1. Meditation and deep breathing

I used to meditate on a regular basis and then fell out of the habit. Buddhism tells you when you meditate to notice your thoughts, label them as thinking and then to let them go. This practice can be really helpful when you are stressed. Stressful feelings are caused by stressful thoughts. If you can let thoughts go instead of getting wrapped up and following them you have a better chance of finding equanimity.

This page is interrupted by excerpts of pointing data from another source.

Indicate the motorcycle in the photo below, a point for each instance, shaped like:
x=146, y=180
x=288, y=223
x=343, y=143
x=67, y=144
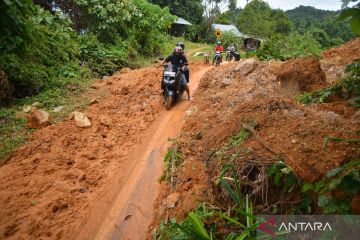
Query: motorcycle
x=217, y=58
x=170, y=85
x=236, y=56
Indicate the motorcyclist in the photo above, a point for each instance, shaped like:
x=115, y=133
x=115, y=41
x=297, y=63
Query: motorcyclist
x=178, y=59
x=231, y=51
x=218, y=48
x=187, y=70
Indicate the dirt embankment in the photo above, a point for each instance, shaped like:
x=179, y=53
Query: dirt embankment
x=230, y=96
x=48, y=186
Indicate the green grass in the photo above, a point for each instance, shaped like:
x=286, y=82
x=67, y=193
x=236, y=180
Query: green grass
x=12, y=132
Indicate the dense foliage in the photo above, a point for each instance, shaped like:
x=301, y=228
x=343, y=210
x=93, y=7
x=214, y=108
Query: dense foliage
x=283, y=47
x=258, y=19
x=322, y=24
x=73, y=40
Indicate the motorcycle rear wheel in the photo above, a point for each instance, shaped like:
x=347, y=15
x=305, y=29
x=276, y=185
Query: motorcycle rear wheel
x=168, y=102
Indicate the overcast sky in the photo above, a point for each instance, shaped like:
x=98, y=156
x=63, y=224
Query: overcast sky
x=291, y=4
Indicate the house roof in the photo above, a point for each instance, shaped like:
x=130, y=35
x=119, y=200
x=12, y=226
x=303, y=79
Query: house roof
x=182, y=21
x=229, y=28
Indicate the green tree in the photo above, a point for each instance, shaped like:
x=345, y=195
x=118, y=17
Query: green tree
x=353, y=14
x=258, y=19
x=192, y=10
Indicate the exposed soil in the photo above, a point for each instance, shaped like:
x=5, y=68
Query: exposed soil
x=227, y=100
x=66, y=178
x=335, y=60
x=301, y=75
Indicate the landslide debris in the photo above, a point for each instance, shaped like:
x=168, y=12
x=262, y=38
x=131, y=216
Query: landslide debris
x=229, y=97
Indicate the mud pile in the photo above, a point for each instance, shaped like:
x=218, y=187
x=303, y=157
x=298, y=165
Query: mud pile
x=48, y=186
x=228, y=98
x=301, y=75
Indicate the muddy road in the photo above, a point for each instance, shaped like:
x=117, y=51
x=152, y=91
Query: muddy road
x=98, y=182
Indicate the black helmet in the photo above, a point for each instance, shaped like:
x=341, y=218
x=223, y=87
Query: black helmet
x=181, y=44
x=178, y=50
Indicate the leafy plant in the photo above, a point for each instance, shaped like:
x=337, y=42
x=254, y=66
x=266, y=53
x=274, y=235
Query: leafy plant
x=283, y=176
x=292, y=45
x=171, y=161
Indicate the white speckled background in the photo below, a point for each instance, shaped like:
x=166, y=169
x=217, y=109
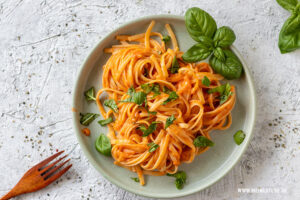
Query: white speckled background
x=42, y=46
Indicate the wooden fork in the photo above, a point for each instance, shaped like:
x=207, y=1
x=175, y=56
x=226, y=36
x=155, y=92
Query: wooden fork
x=39, y=176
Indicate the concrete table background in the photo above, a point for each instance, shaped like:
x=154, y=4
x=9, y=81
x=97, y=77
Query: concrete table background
x=44, y=42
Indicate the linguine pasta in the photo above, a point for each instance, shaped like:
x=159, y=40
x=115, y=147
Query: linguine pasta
x=142, y=59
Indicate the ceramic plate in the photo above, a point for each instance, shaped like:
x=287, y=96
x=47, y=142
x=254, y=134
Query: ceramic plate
x=206, y=168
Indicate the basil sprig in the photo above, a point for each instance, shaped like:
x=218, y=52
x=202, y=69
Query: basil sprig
x=86, y=119
x=180, y=179
x=112, y=105
x=289, y=36
x=103, y=145
x=211, y=42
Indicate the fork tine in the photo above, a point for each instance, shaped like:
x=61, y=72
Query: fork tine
x=57, y=175
x=46, y=161
x=48, y=174
x=52, y=164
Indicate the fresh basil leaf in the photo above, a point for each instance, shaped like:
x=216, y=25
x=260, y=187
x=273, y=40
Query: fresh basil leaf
x=180, y=179
x=231, y=68
x=90, y=94
x=86, y=119
x=239, y=137
x=135, y=179
x=172, y=96
x=205, y=81
x=152, y=146
x=289, y=37
x=170, y=121
x=218, y=53
x=103, y=145
x=166, y=90
x=197, y=53
x=166, y=38
x=224, y=37
x=156, y=90
x=147, y=88
x=136, y=97
x=288, y=4
x=199, y=23
x=175, y=66
x=202, y=141
x=147, y=131
x=104, y=122
x=111, y=104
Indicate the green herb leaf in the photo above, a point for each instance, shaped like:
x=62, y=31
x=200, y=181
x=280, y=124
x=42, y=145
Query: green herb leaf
x=135, y=179
x=152, y=146
x=105, y=121
x=166, y=38
x=289, y=37
x=149, y=130
x=166, y=90
x=224, y=37
x=103, y=145
x=147, y=88
x=288, y=4
x=86, y=119
x=170, y=121
x=90, y=94
x=111, y=104
x=206, y=81
x=156, y=90
x=231, y=68
x=172, y=96
x=223, y=90
x=175, y=66
x=202, y=141
x=180, y=179
x=197, y=53
x=219, y=54
x=239, y=137
x=199, y=23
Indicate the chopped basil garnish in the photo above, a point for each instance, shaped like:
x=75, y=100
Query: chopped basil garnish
x=223, y=90
x=172, y=96
x=175, y=66
x=202, y=141
x=170, y=121
x=86, y=119
x=152, y=146
x=205, y=81
x=135, y=179
x=112, y=105
x=166, y=90
x=149, y=130
x=239, y=137
x=90, y=94
x=105, y=121
x=166, y=38
x=103, y=145
x=180, y=179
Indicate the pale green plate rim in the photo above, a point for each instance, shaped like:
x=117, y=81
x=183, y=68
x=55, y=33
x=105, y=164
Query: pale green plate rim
x=183, y=192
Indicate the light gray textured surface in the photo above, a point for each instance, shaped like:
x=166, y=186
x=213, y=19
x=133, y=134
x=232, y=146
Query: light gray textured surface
x=42, y=45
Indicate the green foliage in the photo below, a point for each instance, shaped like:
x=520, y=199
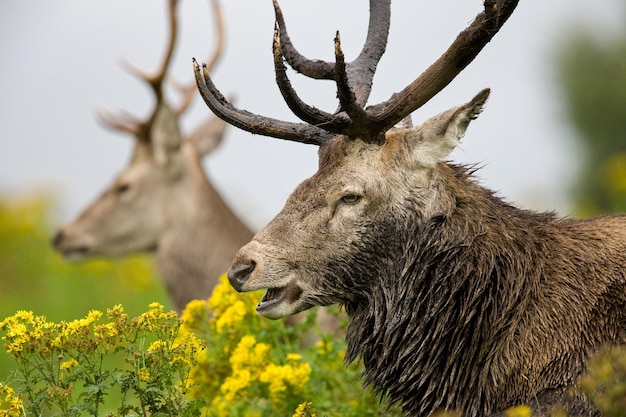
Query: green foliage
x=34, y=277
x=591, y=73
x=605, y=382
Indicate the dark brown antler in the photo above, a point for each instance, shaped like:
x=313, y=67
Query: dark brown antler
x=354, y=80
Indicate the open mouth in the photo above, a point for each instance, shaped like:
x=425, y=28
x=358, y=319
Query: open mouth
x=272, y=297
x=75, y=253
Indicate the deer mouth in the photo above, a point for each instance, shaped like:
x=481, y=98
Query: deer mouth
x=270, y=304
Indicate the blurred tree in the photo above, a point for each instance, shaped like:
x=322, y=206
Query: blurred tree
x=591, y=73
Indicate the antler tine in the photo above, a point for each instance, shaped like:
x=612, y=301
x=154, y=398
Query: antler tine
x=189, y=91
x=316, y=69
x=463, y=50
x=329, y=122
x=125, y=122
x=362, y=69
x=298, y=132
x=131, y=124
x=156, y=80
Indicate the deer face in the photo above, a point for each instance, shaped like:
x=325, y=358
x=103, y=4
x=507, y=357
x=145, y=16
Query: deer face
x=342, y=227
x=149, y=198
x=128, y=217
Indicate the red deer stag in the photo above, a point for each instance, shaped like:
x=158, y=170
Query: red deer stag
x=163, y=202
x=456, y=299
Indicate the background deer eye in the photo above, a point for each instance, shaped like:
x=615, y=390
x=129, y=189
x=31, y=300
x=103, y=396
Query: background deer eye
x=350, y=199
x=122, y=188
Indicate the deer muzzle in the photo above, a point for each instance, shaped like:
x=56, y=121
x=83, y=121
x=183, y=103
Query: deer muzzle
x=239, y=273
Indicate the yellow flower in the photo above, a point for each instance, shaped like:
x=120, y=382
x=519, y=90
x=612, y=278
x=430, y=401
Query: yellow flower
x=303, y=411
x=67, y=365
x=157, y=346
x=234, y=383
x=518, y=411
x=143, y=374
x=15, y=405
x=231, y=316
x=196, y=312
x=279, y=377
x=222, y=297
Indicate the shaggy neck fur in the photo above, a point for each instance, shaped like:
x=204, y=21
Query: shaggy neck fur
x=476, y=312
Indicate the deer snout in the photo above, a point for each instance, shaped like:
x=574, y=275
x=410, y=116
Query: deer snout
x=57, y=240
x=239, y=273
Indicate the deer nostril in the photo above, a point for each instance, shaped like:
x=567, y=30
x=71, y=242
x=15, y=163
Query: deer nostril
x=56, y=240
x=239, y=273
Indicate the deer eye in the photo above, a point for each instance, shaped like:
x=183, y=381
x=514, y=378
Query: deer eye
x=121, y=188
x=350, y=199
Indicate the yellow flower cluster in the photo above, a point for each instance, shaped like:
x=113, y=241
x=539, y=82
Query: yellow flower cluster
x=10, y=404
x=294, y=374
x=238, y=368
x=303, y=411
x=53, y=357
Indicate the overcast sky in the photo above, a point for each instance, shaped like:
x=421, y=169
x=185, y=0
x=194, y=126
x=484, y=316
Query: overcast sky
x=60, y=63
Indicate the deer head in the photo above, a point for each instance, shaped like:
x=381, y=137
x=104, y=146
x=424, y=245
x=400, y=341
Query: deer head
x=162, y=201
x=456, y=299
x=362, y=157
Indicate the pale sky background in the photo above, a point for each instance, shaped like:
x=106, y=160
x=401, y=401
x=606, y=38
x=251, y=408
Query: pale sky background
x=60, y=63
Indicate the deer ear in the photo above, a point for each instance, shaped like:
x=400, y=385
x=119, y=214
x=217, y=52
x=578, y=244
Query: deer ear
x=433, y=140
x=165, y=136
x=208, y=136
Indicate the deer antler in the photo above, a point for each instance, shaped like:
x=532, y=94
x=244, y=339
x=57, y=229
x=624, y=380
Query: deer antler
x=354, y=81
x=140, y=128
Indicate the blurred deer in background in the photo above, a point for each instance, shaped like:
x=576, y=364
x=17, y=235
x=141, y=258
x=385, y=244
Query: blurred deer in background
x=162, y=202
x=456, y=299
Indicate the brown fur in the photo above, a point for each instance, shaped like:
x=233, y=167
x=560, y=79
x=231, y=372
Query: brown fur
x=457, y=300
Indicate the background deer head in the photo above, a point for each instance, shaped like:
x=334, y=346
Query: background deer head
x=162, y=202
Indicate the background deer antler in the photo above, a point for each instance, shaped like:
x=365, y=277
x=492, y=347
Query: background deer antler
x=130, y=124
x=354, y=80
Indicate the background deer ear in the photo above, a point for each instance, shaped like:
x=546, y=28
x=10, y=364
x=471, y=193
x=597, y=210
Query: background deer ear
x=433, y=140
x=208, y=136
x=165, y=136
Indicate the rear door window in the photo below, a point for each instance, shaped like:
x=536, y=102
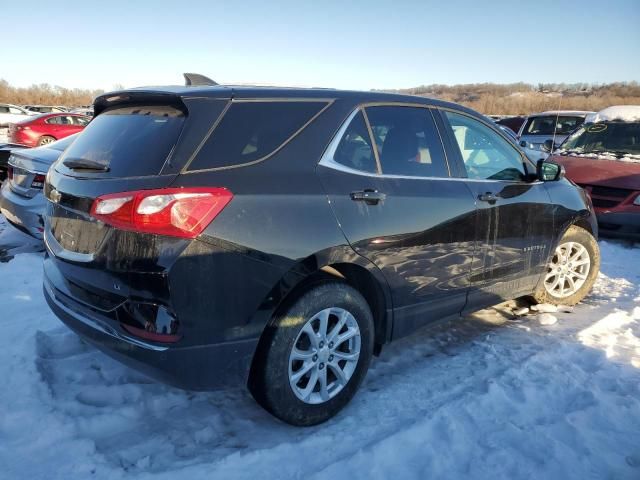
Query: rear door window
x=126, y=141
x=407, y=141
x=253, y=130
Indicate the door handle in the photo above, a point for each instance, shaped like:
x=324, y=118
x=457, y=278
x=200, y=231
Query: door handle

2. Take some time for self care

Self care means different things for different people. For me, getting enough sleep, eating well, drinking plenty of water and going for walks can help me deal with stress. Sometimes, it is hard to take the time to do these things but they can be vital. Self care also means knowing what to avoid. Excess alcohol, cigarettes, and caffeine can aggravate stressful situations.

3. Avoid procrastination (well, as much as you can)

I am the queen of procrastination. I have mastered the art of procrasti-cleaning, procrasti-cooking and even gone as far as procrasti-ironing. Sometimes procrastination can be helpful. Everyone needs down time to give your mind a break and let ideas percolate. The key is know when you are taking a needed break and when you are avoiding necessary work.

4. Lower your expectations

I know this sounds odd but a lot of times stress is caused by the over riding need to be perfect. But you, me, everyone, we can’t be perfect. That’s okay. It doesn’t mean that we can’t do our best, but expecting to control everything just isn’t realistic. This is much easier than it sounds, and one that I have the most difficutly with, but trying to let go of control will lessen your stress.

5. Talk about it or write it out

Clearing out your mind of stressful thoughts can help. Write them out, talk them out, just get them out. Bottling everything up, only allows stress to build and bubble until it over flows.